Первую панихиду отслужили через два дня в Берлине, а вторую — днем позже в русской православной церкви в Тегеле на северо-западной окраине города. Здесь 1 апреля открытый гроб с телом В.Д. Набокова был выставлен для последнего прощания. Его похоронили на небольшом русском кладбище при церкви. На его могиле был поставлен двухметровый православный крест. Потрясенная русская община быстро откликнулась на страшное известие. Семья Набоковых получала множество писем и телеграмм с соболезнованиями от коллег, политиков, юристов, журналистов, писателей, среди которых были И. А. Бунин, Д.С. Мережковский, А.И. Куприн. Отслужили еще несколько панихид. Был учрежден фонд В.Д. Набокова94.
XIII
Владимир по-своему откликнулся на смерть отца, напечатав в пасхальном номере «Руля» стихотворение «Пасха»: «Но если все ручьи о чуде вновь запели… тогда ты в этой песне, ты в этом блеске, ты живешь!..» Из стихотворений, вошедших в сборник «Гроздь», это, очевидно, было написано последним. Возможно, Набоков сам составил этот сборник для одного из новых издательств, появившихся на процветающем книжном рынке русского Берлина, еще до своего отъезда 20 апреля в Кембридж, где ему предстоял последний и самый невеселый семестр. Сергей остался в Берлине до начала экзаменов, чтобы присматривать за убитой горем матерью. Учитывая семейные обстоятельства, университетские власти позволили Сергею Набокову не посещать занятия в течение целого семестра95.

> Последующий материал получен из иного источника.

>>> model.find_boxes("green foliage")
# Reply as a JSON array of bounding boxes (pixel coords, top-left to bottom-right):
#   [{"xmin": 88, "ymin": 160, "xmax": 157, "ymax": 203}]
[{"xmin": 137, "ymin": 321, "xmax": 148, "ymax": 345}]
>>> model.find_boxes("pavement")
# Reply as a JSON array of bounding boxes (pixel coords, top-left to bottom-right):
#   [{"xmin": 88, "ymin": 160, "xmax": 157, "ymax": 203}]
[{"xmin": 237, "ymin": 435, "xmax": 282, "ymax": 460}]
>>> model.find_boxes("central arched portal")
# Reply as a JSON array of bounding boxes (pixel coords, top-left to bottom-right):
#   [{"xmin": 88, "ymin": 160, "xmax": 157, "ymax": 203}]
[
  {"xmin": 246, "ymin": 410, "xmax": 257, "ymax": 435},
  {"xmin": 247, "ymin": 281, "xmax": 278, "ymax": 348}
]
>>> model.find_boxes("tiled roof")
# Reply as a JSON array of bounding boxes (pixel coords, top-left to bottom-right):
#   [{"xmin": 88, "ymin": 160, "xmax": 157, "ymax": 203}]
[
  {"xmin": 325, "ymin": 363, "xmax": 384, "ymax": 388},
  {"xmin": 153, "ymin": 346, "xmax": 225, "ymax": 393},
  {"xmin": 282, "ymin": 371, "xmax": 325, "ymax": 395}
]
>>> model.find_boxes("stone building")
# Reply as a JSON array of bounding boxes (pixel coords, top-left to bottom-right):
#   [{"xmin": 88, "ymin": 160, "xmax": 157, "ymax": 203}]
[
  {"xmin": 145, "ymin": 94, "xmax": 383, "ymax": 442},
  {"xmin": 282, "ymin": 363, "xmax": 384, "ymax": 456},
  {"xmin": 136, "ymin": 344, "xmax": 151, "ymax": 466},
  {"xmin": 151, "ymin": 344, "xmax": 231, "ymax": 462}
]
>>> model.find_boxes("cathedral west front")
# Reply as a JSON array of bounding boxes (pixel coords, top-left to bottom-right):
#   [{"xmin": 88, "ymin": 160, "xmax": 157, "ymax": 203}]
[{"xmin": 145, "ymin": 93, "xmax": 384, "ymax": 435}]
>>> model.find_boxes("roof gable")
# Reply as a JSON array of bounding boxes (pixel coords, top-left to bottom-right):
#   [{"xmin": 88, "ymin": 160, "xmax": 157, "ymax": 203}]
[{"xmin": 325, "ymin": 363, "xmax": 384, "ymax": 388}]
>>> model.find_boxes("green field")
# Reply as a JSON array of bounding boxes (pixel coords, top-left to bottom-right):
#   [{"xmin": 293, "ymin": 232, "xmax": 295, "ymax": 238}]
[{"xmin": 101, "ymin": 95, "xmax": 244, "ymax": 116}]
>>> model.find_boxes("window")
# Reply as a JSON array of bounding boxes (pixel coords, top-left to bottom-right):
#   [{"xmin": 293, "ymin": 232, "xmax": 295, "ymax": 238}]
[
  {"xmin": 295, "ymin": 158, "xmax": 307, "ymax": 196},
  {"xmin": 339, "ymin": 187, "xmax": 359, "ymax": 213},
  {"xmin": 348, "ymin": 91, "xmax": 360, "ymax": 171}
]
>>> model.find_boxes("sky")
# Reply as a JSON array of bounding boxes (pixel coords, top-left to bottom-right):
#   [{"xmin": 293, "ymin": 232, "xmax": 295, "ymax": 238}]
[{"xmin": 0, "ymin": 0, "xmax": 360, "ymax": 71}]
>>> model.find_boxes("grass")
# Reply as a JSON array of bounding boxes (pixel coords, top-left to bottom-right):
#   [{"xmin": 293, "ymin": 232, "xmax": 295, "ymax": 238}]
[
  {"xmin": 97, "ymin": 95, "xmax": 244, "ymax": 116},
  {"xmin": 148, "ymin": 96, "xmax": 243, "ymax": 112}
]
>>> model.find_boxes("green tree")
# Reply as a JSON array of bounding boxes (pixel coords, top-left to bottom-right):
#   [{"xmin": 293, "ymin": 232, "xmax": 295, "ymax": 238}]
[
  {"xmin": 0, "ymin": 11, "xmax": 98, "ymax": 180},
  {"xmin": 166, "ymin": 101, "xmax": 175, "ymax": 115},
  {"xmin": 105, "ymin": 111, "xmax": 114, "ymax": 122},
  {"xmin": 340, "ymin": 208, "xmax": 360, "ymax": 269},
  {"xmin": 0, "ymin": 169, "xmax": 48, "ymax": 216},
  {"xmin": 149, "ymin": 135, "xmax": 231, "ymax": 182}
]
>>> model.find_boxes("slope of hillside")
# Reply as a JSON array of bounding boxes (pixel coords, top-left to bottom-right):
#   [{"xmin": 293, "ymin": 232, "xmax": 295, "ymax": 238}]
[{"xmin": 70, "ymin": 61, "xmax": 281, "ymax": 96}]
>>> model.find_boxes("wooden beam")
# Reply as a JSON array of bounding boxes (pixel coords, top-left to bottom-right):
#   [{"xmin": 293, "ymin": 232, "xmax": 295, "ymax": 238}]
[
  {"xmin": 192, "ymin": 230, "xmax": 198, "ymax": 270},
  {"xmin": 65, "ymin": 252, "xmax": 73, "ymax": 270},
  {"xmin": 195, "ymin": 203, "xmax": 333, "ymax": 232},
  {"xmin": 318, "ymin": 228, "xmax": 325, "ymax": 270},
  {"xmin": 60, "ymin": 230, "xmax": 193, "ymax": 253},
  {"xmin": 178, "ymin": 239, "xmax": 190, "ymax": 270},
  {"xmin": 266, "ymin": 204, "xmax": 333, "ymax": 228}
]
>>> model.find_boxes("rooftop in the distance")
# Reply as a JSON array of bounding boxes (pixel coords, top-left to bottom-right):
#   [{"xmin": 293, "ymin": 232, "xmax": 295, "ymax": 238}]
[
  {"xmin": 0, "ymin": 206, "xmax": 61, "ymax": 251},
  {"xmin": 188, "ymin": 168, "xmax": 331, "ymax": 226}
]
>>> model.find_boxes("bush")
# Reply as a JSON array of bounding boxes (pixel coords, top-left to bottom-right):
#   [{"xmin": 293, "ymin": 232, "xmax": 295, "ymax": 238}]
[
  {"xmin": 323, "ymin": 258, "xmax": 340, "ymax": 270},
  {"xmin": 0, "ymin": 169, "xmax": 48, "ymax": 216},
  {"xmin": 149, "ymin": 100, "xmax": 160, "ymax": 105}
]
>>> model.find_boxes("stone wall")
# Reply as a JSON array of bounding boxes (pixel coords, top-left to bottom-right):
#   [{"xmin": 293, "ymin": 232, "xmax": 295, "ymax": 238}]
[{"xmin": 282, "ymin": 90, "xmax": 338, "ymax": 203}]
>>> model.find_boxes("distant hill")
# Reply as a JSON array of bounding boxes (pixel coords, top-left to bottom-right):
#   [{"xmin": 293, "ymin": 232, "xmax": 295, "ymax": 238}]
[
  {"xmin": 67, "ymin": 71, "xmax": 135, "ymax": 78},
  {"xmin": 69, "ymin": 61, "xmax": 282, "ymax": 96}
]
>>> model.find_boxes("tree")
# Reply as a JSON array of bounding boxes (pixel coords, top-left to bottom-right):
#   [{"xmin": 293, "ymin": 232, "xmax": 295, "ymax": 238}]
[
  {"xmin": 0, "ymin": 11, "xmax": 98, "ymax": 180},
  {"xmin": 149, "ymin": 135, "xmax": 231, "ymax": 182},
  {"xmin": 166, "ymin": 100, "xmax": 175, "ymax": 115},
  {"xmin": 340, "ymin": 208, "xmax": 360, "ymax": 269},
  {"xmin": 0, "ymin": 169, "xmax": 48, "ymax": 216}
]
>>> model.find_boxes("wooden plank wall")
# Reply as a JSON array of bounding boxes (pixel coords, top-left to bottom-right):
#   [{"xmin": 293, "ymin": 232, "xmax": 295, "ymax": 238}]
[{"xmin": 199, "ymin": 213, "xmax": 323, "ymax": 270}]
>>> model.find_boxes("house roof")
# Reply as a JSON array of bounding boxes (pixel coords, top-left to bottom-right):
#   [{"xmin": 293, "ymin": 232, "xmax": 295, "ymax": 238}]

В первые годы эмиграции Владимир всегда вспоминал весной, что раньше, в России, это было время отъезда в Выру, где зацветала сирень. В эту весну, когда он потерял не только родину, но и отца, ему было больно вдвойне:
Мне подчас так тяжело, что чуть не схожу с ума, — а нужно скрывать. Есть вещи, есть чувства, которых никто никогда не узнает96.
Иногда ему удавалось отвлечься: каштаны в цвету, шиповник, выбеливший сады, общество де Калри, Петр Мрозовский, который однажды ворвался в его комнату с только что вышедшим в Париже и нелегально переправленным назад, в Британию, «Улиссом» в синей обложке, а потом ходил взад и вперед по комнате, потчуя Владимира самыми пикантными кусочками монолога Молли Блум. К счастью, подошло время экзаменов, и Набоков начал заниматься по 15–16 часов в день, иногда — для разнообразия — сидя в лодке в тени ив, окаймлявших Кем. Вот когда пригодились почти дословные конспекты лекций за последние два года, компенсировавшие его нерадивость в самостоятельных занятиях97.